Figures from real estate data firm Australian Property Monitors indicate that the parts of Sydney seeing the most exorbitant gains in property prices are invariably those drawing strong interest from Chinese buyers, such as Chatswood, Eastwood and Rhodes.
Prices in some suburbs have leaped by a staggering 27 per cent in the past year, outpacing gains in the overall market by around threefold, and posting growth rates which haven’t been seen in Sydney since the start of last decade.
Vendors have reported the strong presence of ethnic Chinese amongst registered bidders at Sydney’s real estate auctions, as well as their propensity to pay top dollar for the properties they covet.
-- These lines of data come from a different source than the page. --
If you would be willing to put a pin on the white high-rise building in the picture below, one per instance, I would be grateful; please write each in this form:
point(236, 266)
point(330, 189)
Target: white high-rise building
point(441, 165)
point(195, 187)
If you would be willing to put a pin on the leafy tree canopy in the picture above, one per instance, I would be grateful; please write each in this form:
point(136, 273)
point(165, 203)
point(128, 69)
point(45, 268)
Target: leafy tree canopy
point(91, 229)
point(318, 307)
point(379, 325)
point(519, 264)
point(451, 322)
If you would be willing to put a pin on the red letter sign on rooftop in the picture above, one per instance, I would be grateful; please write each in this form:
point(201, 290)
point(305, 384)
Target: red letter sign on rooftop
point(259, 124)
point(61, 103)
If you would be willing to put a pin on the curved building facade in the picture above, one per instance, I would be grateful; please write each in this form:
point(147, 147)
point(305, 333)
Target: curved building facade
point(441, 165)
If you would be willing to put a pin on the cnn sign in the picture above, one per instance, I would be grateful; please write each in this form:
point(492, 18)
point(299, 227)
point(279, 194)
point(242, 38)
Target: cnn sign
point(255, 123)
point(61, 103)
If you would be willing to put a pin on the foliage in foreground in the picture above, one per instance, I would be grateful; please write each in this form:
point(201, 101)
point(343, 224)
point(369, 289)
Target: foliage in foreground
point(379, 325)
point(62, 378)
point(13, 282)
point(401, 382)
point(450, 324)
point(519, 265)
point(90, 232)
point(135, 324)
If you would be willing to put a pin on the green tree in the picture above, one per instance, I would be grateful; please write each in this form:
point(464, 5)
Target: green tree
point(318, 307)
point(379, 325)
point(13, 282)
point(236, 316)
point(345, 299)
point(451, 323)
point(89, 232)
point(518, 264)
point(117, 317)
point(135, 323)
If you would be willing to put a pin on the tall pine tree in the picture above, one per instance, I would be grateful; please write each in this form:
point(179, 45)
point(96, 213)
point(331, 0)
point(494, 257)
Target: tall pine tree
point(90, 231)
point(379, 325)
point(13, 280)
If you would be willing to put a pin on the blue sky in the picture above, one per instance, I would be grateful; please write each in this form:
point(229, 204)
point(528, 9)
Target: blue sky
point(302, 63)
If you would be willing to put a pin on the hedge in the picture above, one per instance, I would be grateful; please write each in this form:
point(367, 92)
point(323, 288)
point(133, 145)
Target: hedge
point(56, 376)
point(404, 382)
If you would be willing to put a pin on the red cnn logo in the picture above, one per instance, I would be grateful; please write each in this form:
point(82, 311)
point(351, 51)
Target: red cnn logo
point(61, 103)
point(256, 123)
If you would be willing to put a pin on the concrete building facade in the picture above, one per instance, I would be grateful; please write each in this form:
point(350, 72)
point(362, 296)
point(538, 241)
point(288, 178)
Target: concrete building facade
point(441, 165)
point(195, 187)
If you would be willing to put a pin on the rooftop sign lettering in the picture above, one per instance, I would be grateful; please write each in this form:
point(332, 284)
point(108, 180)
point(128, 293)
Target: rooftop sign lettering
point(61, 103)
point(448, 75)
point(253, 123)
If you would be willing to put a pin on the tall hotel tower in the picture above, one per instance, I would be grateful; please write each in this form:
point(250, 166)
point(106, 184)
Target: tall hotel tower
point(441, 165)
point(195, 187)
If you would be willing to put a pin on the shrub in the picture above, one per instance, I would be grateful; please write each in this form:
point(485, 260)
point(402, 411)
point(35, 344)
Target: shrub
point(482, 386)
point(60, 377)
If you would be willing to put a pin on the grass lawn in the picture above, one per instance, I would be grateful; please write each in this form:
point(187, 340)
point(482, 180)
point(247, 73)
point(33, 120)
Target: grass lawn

Anecdotal data from real estate agencies has supported such reports, with John Carfi, Mirvac Group’s residential division head, stating that 90 per cent of its ERA high-rise apartment building in Chatswood recently went to ethnic Asian purchasers, and Sydney developer Billbergia indicating that around 85 per cent of an apartment project launched in Rhodes last year was snapped up by Chinese buyers even prior to the start of construction.
Analysts say Chinese buying has been a significant driver of new apartment purchases over the past 12 to 18 months, providing a major tailwind for Australian property prices.
The RP Data-Rismark Home Value Index indicates that in 2013 home prices in major Australian cities rose at their most rapid rate in five years with growth of 9.8 per cent. Sydney-based consultancy SQM Research sees home prices extending gains this year, with growth of up to 11 per cent in major urban centres.
Chinese investment could also be behind surging property prices in other key markets, with the top entrants on Demographia International’s latest survey of the world’s least affordable cities all well-established destinations for large volumes of investment or immigration from mainland China.
Hong Kong – officially a part of China yet still a special administrative region enjoying unique status, came in at the top the list, followed by Vancouver, which is home to one of the largest overseas Chinese communities in the Western world.
In Hong Kong, an influx of cash-flush investors from mainland China has driven a doubling of home prices over the past five years, while auction house Sotheby’s has revealed that ethnic Chinese comprise the biggest contingent of overseas buyers in Vancouver.